You know you need to convert to all digital assets for your office, but the thought of scanning all of those paper files, one page at a time, has you a bit discouraged. Sure, it would be nice to have a digital copy of every document you have, but would you have to shut down the office for a week in order to take time to scan all of those files and then tag them?
Fortunately, some document management software uses a tool called optical character recognition (OCR) to help automate the task of organizing the files.
When you’re scanning a document, you’re basically sending a photo of the document to the computer. A photo of a page might be fine for reading, but it’s certainly not helpful if you want the text to be searchable. Optical character recognition software bridges this gap. OCR looks at the scanned image and converts it to editable text. If you have a lot of documents to scan, OCR is indispensable. You can digitize everything from books to old student papers.
Depending upon what you want to do with the converted text, you may save it as a word processing file for editing or as a PDF for reading. Printed tables can be converted to spreadsheets so their data can be easily accessed and added to a large database. Some OCR software can even convert printed documents to HTML, making them viewable on the web.
The text created by OCR is editable, which might be the end goal for many users who want to take a lengthy text and put it somewhere on the web or in a digital document without having to retype the entire thing. But this use is just the beginning of all of the possibilities for OCR. By automating where the software places the document once it “reads” it, you can effectively auto-archive reams of paper by just feeding them into the scanner.
Let’s say you’re a law firm and you have boxes of files for many different cases. When you digitize all of the files, you can teach the software to organize by a unique tag, like case number. This means that you can set all of the tags for a certain case number (defendant, charges, outcome, court, etc.) and have the software assign them to a file every time it reads that case number.

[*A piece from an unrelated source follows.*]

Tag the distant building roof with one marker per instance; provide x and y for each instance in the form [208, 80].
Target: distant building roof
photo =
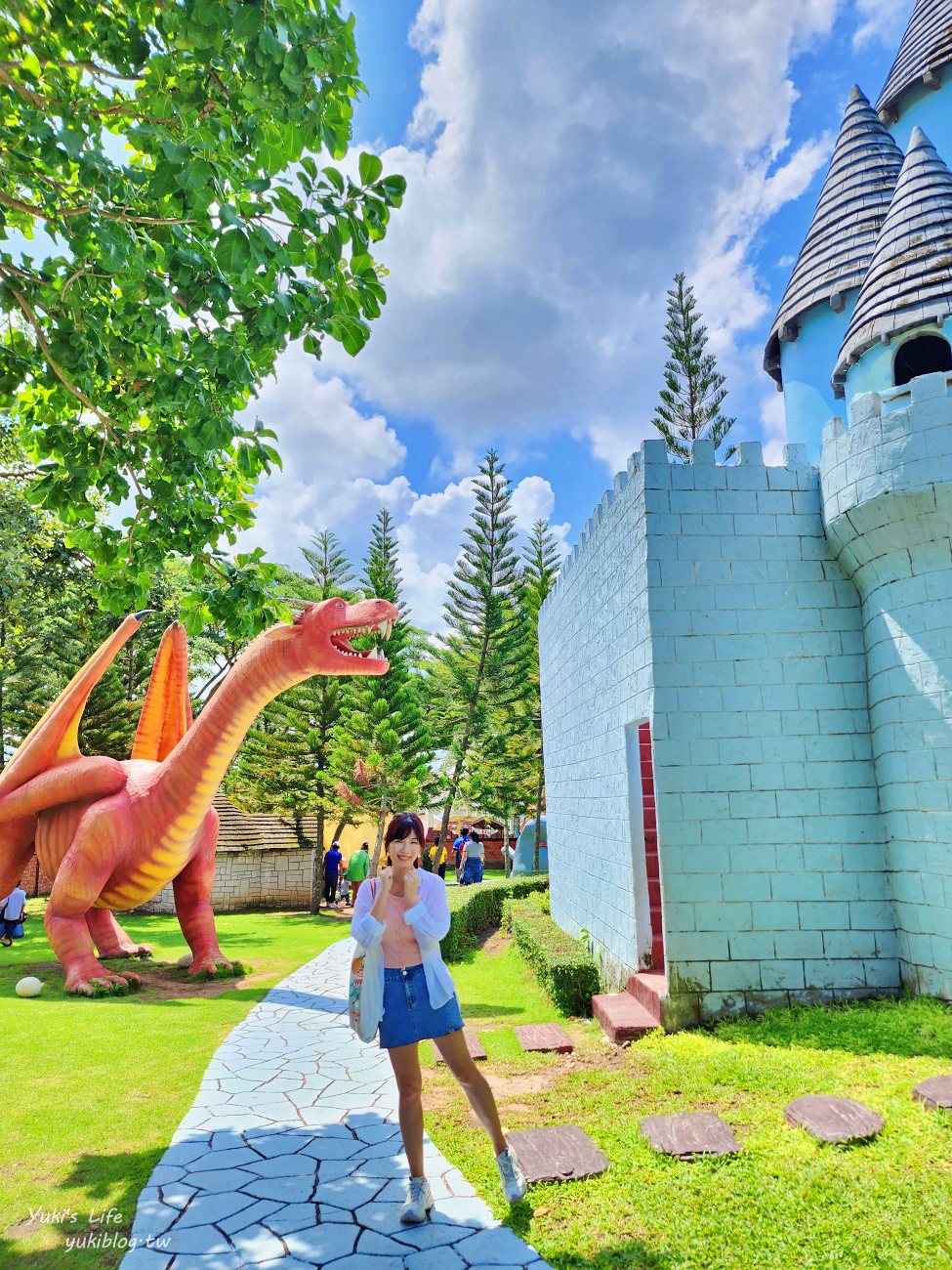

This way, if you want to compile a list of all of the times you successfully defended a client for jaywalking, all of the metadata will be in place.
If you’re considering optical character recognition software, ignore all of the bells and whistles on the interface and just be sure that you choose one with the most accurate recognition out there. If you’re just scanning a 10-page report, you can afford a few errors that you can proofread and fix—it’s still better than retyping it. But if you’re scanning thousands of pages, you can’t afford an OCR program that’s inaccurate.